Pair Corralation between Nippon Steel and Sumitomo Mitsui
Assuming the 90 days trading horizon Nippon Steel is expected to generate 1.05 times less return on investment than Sumitomo Mitsui. In addition to that, Nippon Steel is 1.16 times more volatile than Sumitomo Mitsui Construction. It trades about 0.01 of its total potential returns per unit of risk. Sumitomo Mitsui Construction is currently generating about 0.01 per unit of volatility. If you would invest 236.00 in Sumitomo Mitsui Construction on September 1, 2024 and sell it today you would earn a total of 4.00 from holding Sumitomo Mitsui Construction or generate 1.69% return on investment over 90 days.

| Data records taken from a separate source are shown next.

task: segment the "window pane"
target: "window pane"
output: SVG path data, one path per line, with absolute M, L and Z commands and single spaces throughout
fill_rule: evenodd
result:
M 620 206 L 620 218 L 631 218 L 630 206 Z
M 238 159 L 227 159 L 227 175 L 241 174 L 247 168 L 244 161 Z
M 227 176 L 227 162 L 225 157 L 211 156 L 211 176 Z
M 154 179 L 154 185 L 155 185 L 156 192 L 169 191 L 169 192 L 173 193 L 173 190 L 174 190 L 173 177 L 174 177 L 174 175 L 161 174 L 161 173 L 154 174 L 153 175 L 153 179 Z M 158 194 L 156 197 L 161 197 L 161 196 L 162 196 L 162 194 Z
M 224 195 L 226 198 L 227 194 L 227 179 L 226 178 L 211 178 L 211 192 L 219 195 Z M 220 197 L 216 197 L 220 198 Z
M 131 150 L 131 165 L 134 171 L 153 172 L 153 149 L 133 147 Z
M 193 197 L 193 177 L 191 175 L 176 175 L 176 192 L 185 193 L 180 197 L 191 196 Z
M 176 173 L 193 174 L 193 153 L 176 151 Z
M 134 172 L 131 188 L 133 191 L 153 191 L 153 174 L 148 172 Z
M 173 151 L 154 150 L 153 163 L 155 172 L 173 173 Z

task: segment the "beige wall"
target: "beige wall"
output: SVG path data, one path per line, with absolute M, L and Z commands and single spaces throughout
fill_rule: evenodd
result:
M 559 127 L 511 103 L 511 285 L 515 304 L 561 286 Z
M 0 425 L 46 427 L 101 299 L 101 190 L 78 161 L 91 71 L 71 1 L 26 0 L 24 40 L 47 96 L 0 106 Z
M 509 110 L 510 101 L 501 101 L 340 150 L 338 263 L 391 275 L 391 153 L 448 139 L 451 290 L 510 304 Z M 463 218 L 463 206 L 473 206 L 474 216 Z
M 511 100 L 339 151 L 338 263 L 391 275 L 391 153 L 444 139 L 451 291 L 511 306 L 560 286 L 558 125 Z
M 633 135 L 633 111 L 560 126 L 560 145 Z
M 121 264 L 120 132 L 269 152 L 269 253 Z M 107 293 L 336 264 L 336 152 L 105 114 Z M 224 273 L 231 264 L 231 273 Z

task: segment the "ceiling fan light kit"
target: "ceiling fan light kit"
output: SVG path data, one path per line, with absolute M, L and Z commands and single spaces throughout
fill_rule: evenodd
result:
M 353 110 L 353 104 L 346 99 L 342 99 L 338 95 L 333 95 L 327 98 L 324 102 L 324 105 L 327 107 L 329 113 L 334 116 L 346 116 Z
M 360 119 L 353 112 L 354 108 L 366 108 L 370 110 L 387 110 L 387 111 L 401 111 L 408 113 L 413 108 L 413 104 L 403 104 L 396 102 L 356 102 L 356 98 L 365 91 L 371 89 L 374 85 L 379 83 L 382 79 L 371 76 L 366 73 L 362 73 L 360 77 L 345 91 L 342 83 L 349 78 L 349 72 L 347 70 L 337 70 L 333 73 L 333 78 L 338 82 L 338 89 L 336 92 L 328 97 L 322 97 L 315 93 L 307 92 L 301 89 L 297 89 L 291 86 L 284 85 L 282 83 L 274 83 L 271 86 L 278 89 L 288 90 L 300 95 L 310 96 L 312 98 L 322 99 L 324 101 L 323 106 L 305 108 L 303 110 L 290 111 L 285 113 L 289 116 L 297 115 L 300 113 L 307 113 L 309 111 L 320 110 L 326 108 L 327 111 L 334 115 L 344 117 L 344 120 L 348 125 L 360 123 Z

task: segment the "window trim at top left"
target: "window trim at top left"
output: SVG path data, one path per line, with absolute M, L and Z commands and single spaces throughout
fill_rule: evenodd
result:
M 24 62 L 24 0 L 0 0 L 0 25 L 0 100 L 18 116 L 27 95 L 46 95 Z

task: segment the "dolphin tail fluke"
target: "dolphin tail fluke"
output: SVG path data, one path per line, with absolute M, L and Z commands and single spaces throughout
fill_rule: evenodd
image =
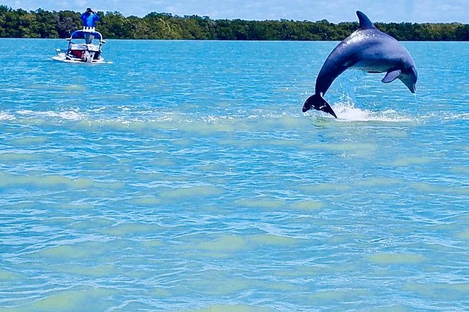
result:
M 308 98 L 303 106 L 303 113 L 309 111 L 311 108 L 317 111 L 322 111 L 323 112 L 331 114 L 336 118 L 337 118 L 337 115 L 334 113 L 331 106 L 329 105 L 329 103 L 327 103 L 320 94 L 313 94 Z

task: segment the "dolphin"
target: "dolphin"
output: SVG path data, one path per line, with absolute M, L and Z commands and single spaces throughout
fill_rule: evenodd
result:
M 331 52 L 319 71 L 315 92 L 303 106 L 303 113 L 311 108 L 336 115 L 322 97 L 329 87 L 347 69 L 368 73 L 386 73 L 381 81 L 388 83 L 399 78 L 415 93 L 417 69 L 409 52 L 390 36 L 376 29 L 362 12 L 357 11 L 358 29 Z

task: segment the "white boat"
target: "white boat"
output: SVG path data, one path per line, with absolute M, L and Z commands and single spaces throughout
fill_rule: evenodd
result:
M 106 43 L 102 35 L 94 27 L 84 27 L 72 33 L 67 38 L 67 51 L 55 49 L 57 55 L 52 59 L 67 63 L 104 63 L 101 56 L 101 46 Z

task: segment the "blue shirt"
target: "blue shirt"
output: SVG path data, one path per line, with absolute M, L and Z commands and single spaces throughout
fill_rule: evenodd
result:
M 97 14 L 93 12 L 91 12 L 90 13 L 85 12 L 80 16 L 80 19 L 83 22 L 83 27 L 94 27 L 95 23 L 100 20 L 100 17 L 97 16 Z

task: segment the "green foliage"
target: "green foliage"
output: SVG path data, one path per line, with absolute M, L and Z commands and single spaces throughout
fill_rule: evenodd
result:
M 66 38 L 81 28 L 80 13 L 27 12 L 0 5 L 0 37 Z M 340 41 L 354 31 L 357 22 L 329 23 L 288 20 L 252 21 L 180 17 L 152 12 L 144 17 L 125 17 L 119 12 L 98 12 L 97 29 L 107 38 Z M 469 25 L 460 23 L 376 23 L 400 41 L 469 41 Z

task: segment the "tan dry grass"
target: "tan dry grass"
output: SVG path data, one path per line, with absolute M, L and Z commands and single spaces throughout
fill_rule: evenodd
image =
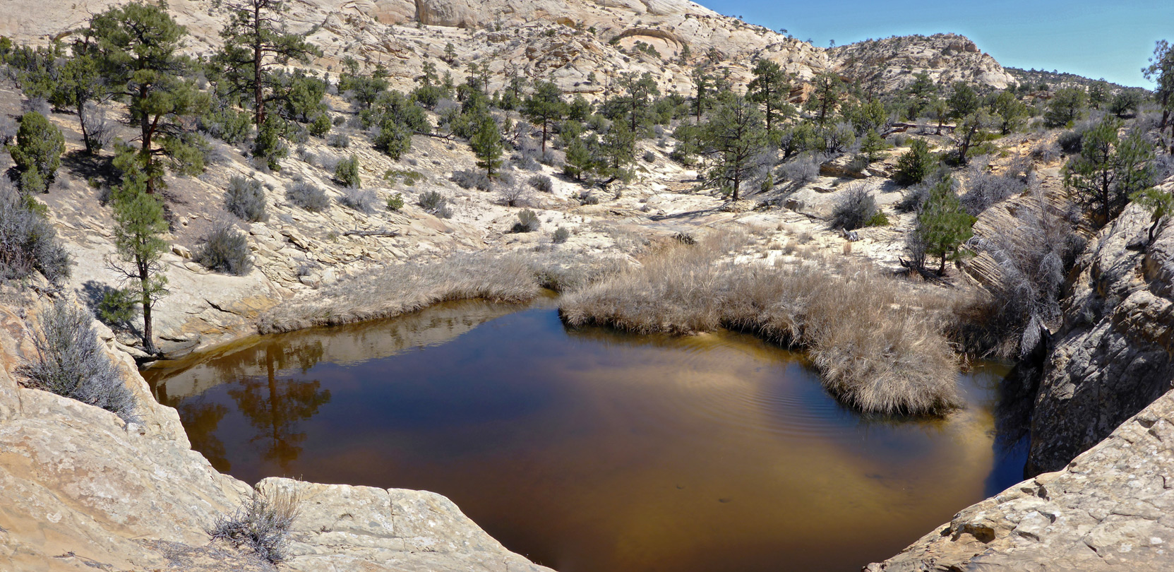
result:
M 542 288 L 579 288 L 616 271 L 613 258 L 572 255 L 465 254 L 430 264 L 389 265 L 346 278 L 315 296 L 263 314 L 261 334 L 382 319 L 453 300 L 525 303 Z
M 804 346 L 824 385 L 869 412 L 938 415 L 960 405 L 942 300 L 848 260 L 735 264 L 742 237 L 667 245 L 642 265 L 564 296 L 571 325 L 652 334 L 750 330 Z

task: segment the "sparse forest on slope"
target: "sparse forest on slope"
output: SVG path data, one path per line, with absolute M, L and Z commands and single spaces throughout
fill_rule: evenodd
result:
M 965 358 L 1023 361 L 1065 425 L 1047 469 L 1159 393 L 1088 429 L 1095 361 L 1050 354 L 1169 350 L 1165 42 L 1154 93 L 1044 90 L 958 35 L 824 51 L 675 0 L 15 8 L 2 288 L 75 296 L 141 361 L 549 288 L 572 324 L 803 348 L 870 413 L 947 415 Z

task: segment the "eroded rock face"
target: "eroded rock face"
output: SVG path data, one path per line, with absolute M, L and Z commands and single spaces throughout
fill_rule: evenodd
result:
M 1031 472 L 1062 467 L 1174 382 L 1174 228 L 1147 248 L 1148 227 L 1131 204 L 1078 263 L 1035 397 Z
M 9 288 L 2 292 L 13 296 Z M 0 570 L 272 570 L 205 529 L 251 487 L 193 451 L 175 410 L 155 403 L 130 358 L 108 354 L 139 396 L 142 424 L 18 384 L 31 323 L 47 307 L 0 305 Z M 113 337 L 113 336 L 112 336 Z M 268 479 L 301 499 L 283 570 L 534 571 L 448 499 L 419 491 Z
M 997 89 L 1014 81 L 994 58 L 958 34 L 869 40 L 828 51 L 842 75 L 883 90 L 900 89 L 925 72 L 935 82 L 986 85 Z
M 1174 395 L 868 572 L 1174 568 Z

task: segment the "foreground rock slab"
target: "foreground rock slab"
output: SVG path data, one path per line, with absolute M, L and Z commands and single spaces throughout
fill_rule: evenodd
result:
M 248 550 L 209 540 L 205 529 L 252 487 L 191 450 L 178 415 L 154 402 L 113 339 L 108 352 L 140 398 L 142 423 L 18 384 L 16 368 L 33 355 L 29 324 L 46 302 L 9 303 L 0 304 L 0 571 L 274 570 Z M 301 499 L 281 570 L 548 570 L 506 550 L 439 494 L 258 485 L 272 487 Z
M 868 572 L 1174 570 L 1174 393 Z

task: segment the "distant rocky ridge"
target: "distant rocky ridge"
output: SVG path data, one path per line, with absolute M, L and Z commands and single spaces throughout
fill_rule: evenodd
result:
M 9 0 L 0 14 L 0 35 L 43 43 L 124 1 Z M 227 4 L 169 4 L 191 34 L 190 51 L 218 45 Z M 306 33 L 325 53 L 312 67 L 337 70 L 350 55 L 369 68 L 383 63 L 398 88 L 411 87 L 427 59 L 458 79 L 465 63 L 488 62 L 491 87 L 517 70 L 592 96 L 621 73 L 649 72 L 662 89 L 688 93 L 691 67 L 710 54 L 720 58 L 714 63 L 718 72 L 743 85 L 758 59 L 778 62 L 799 80 L 831 69 L 852 80 L 880 81 L 885 89 L 904 87 L 919 70 L 996 88 L 1011 79 L 960 35 L 890 38 L 829 51 L 687 0 L 313 0 L 289 6 L 290 28 Z M 445 62 L 450 42 L 458 58 Z M 632 49 L 636 42 L 660 56 Z
M 831 48 L 828 58 L 842 75 L 880 93 L 908 87 L 924 72 L 933 81 L 964 81 L 1003 89 L 1014 80 L 994 58 L 958 34 L 906 35 Z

Time Period | 3 Months [change] |
Direction | Moves Together |
Strength | Very Weak |
Accuracy | 100.0% |
Values | Daily Returns |
Nippon Steel vs. Sumitomo Mitsui Construction
Performance |
Timeline |
Nippon Steel |
Sumitomo Mitsui Cons |
Nippon Steel and Sumitomo Mitsui Volatility Contrast
Predicted Return Density |
Returns |
Pair Trading with Nippon Steel and Sumitomo Mitsui
The main advantage of trading using opposite Nippon Steel and Sumitomo Mitsui positions is that it hedges away some unsystematic risk. Because of two separate transactions, even if Nippon Steel position performs unexpectedly, Sumitomo Mitsui can make up some of the losses. Pair trading also minimizes risk from directional movements in the market. For example, if an entire industry or sector drops because of unexpected headlines, the short position in Sumitomo Mitsui will offset losses from the drop in Sumitomo Mitsui's long position.Nippon Steel vs. COSMOSTEEL HLDGS | Nippon Steel vs. LEGACY IRON ORE | Nippon Steel vs. BlueScope Steel Limited | Nippon Steel vs. Daido Steel Co |
Sumitomo Mitsui vs. SIVERS SEMICONDUCTORS AB | Sumitomo Mitsui vs. Darden Restaurants | Sumitomo Mitsui vs. Reliance Steel Aluminum | Sumitomo Mitsui vs. Q2M Managementberatung AG |
Check out your portfolio center.Note that this page's information should be used as a complementary analysis to find the right mix of equity instruments to add to your existing portfolios or create a brand new portfolio. You can also try the Price Exposure Probability module to analyze equity upside and downside potential for a given time horizon across multiple markets.